Nunca tan perfecto como desde Europa se soñaba, el sueño americano fue una realidad cumplida para muchos inmigrantes. El cine lo testifica, no con películas, sino con hechos: los creadores de los estudios fueron inmigrantes judíos y muchos de los mejores directores, desde Ford o Capra a Coppola o el propio Gray, fueron y son hijos o nietos de inmigrantes. Pero el ideal americano se empezó a hundir en los años 60 y 70 -asesinatos de los dos Kennedy y Luther King, Vietnam, Watergate-, siguió hundiéndose en los 80 con Reagan y, tras el trauma del 11-M, tocó fondo con Trump.

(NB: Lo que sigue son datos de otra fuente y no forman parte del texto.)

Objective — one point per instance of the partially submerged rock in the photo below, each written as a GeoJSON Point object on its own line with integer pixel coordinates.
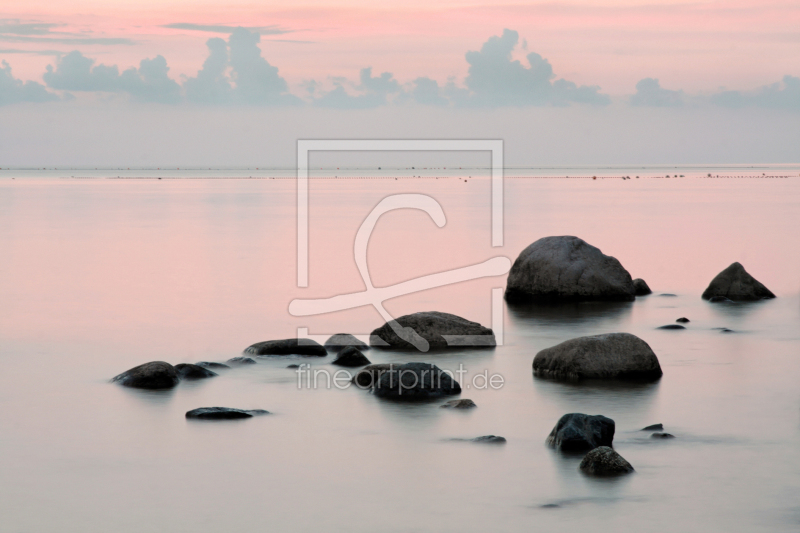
{"type": "Point", "coordinates": [608, 356]}
{"type": "Point", "coordinates": [734, 283]}
{"type": "Point", "coordinates": [351, 356]}
{"type": "Point", "coordinates": [416, 381]}
{"type": "Point", "coordinates": [578, 432]}
{"type": "Point", "coordinates": [640, 287]}
{"type": "Point", "coordinates": [190, 371]}
{"type": "Point", "coordinates": [153, 375]}
{"type": "Point", "coordinates": [567, 268]}
{"type": "Point", "coordinates": [604, 461]}
{"type": "Point", "coordinates": [464, 403]}
{"type": "Point", "coordinates": [342, 340]}
{"type": "Point", "coordinates": [431, 330]}
{"type": "Point", "coordinates": [223, 413]}
{"type": "Point", "coordinates": [287, 347]}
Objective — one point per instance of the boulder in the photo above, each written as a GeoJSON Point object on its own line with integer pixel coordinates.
{"type": "Point", "coordinates": [734, 283]}
{"type": "Point", "coordinates": [342, 340]}
{"type": "Point", "coordinates": [189, 371]}
{"type": "Point", "coordinates": [153, 375]}
{"type": "Point", "coordinates": [368, 377]}
{"type": "Point", "coordinates": [464, 403]}
{"type": "Point", "coordinates": [432, 330]}
{"type": "Point", "coordinates": [604, 461]}
{"type": "Point", "coordinates": [578, 432]}
{"type": "Point", "coordinates": [351, 356]}
{"type": "Point", "coordinates": [223, 413]}
{"type": "Point", "coordinates": [567, 269]}
{"type": "Point", "coordinates": [640, 287]}
{"type": "Point", "coordinates": [415, 381]}
{"type": "Point", "coordinates": [242, 360]}
{"type": "Point", "coordinates": [287, 347]}
{"type": "Point", "coordinates": [608, 356]}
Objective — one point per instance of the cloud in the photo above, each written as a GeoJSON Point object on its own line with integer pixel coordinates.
{"type": "Point", "coordinates": [784, 94]}
{"type": "Point", "coordinates": [222, 28]}
{"type": "Point", "coordinates": [494, 79]}
{"type": "Point", "coordinates": [149, 83]}
{"type": "Point", "coordinates": [13, 90]}
{"type": "Point", "coordinates": [650, 93]}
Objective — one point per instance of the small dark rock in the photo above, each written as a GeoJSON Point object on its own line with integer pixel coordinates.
{"type": "Point", "coordinates": [351, 356]}
{"type": "Point", "coordinates": [153, 375]}
{"type": "Point", "coordinates": [463, 403]}
{"type": "Point", "coordinates": [223, 413]}
{"type": "Point", "coordinates": [287, 347]}
{"type": "Point", "coordinates": [242, 360]}
{"type": "Point", "coordinates": [578, 432]}
{"type": "Point", "coordinates": [659, 435]}
{"type": "Point", "coordinates": [190, 371]}
{"type": "Point", "coordinates": [603, 461]}
{"type": "Point", "coordinates": [342, 340]}
{"type": "Point", "coordinates": [641, 288]}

Armagedón alude a las catástrofes que precederán al fin del mundo. Esta película trata de las catástrofes que preceden al fin del sueño americano. Gray utiliza sus recuerdos (hay ecos truffaunianos y fellinianos) para llevarnos a los orígenes del trumpismo (el padre de Trump aparece) en la era Reagan. Una gran película y un poderoso, original, emocionante y doloroso ejercicio de reflexión sobre sí mismo y su país que reproduce, en versión americana, la famosa queja de Unamuno: “¡Me ahogo, me ahogo, me ahogo en este albañal y me duele España en el cogollo del corazón!”.

Soberbia fotografía de quien se puede llamar maestro de los autores -trabaja con Fincher, Allen, Haneke, Kar Wai o Jong-Hoo-, el irano-francés Darius Khondji, por la perfección con que crea un clima dramático que multiplica la desgarradoramente melancólica y sobria banda sonora de Christopher Spelman. Hay una raza de maestros del cine que crean un universo tan propio que hasta la música que se componen para sus películas suena a ellos: John Ford y los himnos de la caballería o las canciones irlandesas, Hitchcock y Herrmann, Fellini y Rota, Truffaut y Delerue… La música de las mejores películas de Gray suena a las melancólicas melodías del país de sus abuelos, suena a los temas de Boris Kravchenko, Georgy Svidirov y las Vísperas de la liturgia ortodoxa de Rachmaninof de “Little Odessa”; suena al desgarro de las partituras, siempre inspiradas en las músicas del Este de Europa, que Howard Shore compuso para The Yards, Wojciech Kilar para We Own the Night y al lamento del solo de guitarra de Christopher Spelman en Two Lovers que el mismo compositor retoma aquí con leves variaciones, sumergiéndonos (con una elegante cita de Otto e mezzo) en los universos más sentidos y personales del mejor Gray.